Start small. Write Layer 0 as non-negotiables. Draft Layer 1 as boundary rules. Sketch Layer 2 as a rough domain map (rough is fine). Then add three to five pattern anchors you keep seeing in PRs.
Iterate weekly like you would any engineering system: adjust wording, prune duplication, strengthen anchors, and delete rules that can’t be justified by evidence in the codebase.
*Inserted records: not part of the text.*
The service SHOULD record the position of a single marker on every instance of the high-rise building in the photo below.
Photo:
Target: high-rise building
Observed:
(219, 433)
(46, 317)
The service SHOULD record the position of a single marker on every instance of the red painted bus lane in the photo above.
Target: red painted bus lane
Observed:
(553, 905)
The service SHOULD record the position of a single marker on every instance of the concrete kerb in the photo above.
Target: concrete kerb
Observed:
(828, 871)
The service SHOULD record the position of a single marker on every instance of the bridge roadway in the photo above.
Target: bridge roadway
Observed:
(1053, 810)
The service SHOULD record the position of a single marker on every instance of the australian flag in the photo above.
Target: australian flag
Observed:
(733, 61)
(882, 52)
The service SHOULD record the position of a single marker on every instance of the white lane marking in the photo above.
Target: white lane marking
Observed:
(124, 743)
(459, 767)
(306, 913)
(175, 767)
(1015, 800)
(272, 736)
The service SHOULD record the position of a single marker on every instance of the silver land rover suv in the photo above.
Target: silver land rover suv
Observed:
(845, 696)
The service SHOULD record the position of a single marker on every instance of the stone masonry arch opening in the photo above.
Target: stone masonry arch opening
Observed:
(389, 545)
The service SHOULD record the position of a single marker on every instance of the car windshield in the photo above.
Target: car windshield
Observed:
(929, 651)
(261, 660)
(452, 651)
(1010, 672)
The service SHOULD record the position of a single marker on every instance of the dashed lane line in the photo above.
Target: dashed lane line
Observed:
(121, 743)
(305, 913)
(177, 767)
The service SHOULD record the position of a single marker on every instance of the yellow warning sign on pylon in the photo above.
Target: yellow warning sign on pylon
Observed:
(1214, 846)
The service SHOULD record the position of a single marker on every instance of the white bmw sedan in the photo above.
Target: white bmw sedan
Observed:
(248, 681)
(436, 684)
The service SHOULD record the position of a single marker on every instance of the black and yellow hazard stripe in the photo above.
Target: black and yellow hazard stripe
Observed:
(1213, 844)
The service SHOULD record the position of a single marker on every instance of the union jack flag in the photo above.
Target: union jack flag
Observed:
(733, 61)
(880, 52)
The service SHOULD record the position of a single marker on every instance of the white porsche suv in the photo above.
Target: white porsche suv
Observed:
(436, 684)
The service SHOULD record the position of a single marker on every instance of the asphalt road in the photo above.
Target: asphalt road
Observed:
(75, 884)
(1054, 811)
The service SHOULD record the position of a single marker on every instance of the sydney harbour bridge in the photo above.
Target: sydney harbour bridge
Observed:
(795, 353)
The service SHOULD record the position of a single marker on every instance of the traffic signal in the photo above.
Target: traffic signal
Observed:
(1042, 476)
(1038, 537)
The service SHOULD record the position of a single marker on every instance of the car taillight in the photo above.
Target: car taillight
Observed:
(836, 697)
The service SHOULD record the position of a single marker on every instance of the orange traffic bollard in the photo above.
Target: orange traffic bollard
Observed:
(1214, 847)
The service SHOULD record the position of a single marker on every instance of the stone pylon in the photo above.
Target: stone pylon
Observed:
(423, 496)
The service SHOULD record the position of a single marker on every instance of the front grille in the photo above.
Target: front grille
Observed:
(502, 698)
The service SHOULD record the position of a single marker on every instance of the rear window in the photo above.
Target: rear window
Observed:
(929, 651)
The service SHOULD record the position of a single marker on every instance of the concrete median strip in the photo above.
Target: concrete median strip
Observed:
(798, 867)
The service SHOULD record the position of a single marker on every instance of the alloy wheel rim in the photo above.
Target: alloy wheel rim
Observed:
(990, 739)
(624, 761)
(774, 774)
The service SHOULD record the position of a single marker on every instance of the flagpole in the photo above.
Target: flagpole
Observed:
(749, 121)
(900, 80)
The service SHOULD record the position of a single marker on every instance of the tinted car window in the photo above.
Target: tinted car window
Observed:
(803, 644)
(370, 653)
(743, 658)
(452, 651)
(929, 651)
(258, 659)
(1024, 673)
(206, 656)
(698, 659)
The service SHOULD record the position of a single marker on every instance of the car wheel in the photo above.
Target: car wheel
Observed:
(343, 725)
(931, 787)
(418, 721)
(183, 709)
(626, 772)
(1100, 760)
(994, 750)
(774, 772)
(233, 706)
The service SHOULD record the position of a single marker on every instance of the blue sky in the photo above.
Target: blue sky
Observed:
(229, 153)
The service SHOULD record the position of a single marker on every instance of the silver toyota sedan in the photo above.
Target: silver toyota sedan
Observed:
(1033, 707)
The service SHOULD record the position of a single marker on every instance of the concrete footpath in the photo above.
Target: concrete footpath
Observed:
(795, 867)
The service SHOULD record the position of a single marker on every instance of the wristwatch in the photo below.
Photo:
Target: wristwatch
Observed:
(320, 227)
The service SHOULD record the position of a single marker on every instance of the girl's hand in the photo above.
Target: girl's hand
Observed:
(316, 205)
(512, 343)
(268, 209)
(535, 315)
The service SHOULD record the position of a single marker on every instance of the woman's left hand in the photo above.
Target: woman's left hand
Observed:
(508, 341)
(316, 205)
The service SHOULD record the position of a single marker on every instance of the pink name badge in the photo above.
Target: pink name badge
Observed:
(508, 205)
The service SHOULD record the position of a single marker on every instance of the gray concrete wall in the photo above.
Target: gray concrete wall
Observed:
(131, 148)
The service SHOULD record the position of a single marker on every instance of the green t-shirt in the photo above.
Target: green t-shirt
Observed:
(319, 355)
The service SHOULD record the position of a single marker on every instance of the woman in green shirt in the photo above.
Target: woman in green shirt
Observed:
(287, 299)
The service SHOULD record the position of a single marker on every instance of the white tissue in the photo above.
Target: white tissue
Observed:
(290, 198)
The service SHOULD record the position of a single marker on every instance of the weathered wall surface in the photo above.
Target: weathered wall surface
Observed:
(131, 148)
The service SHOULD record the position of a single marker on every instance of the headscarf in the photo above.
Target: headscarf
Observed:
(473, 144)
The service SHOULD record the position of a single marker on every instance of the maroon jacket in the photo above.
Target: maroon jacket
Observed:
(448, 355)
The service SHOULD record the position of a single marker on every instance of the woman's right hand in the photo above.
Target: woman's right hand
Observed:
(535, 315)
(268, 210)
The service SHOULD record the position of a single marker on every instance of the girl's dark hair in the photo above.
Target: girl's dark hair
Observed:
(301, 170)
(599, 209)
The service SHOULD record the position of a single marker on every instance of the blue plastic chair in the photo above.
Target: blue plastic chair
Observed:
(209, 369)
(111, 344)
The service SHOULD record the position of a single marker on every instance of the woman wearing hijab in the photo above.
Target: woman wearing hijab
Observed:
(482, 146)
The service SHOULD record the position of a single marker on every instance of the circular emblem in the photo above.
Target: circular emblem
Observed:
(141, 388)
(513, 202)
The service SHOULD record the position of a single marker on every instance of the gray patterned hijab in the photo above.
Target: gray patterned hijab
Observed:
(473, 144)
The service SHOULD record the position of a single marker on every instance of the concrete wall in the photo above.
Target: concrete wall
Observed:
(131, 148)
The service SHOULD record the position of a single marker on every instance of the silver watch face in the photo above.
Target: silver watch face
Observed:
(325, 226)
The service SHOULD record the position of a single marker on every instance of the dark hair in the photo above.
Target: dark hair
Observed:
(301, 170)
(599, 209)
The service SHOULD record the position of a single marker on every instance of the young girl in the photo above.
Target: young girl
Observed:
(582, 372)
Here’s a copy/paste prompt you can use with a coding agent (Copilot Chat, Claude Code, or whatever you prefer). Keep it generic and repo-grounded:
Prompt (copy/paste):
“Scan this repository’s structure and documentation. Propose a .github/copilot-instructions.md that follows a recursive 4-layer hierarchy: Layer 0 global invariants, Layer 1 architectural principles, Layer 2 domain context map, Layer 3 named pattern anchors. Do not invent architecture; only state rules you can justify from evidence in the repo (folder structure, existing patterns, README/docs, code conventions). Keep it DRY: no rule should be repeated across layers—lower layers refine. For Layer 3, define 5 pattern anchors and point each to a real canonical example path in the repo.”
Close the loop the way my husband helped me close mine: the right tools were already on the table. We just needed to learn how to instruct them.
If you want consistent AI output, stop writing rules and start designing an instruction system.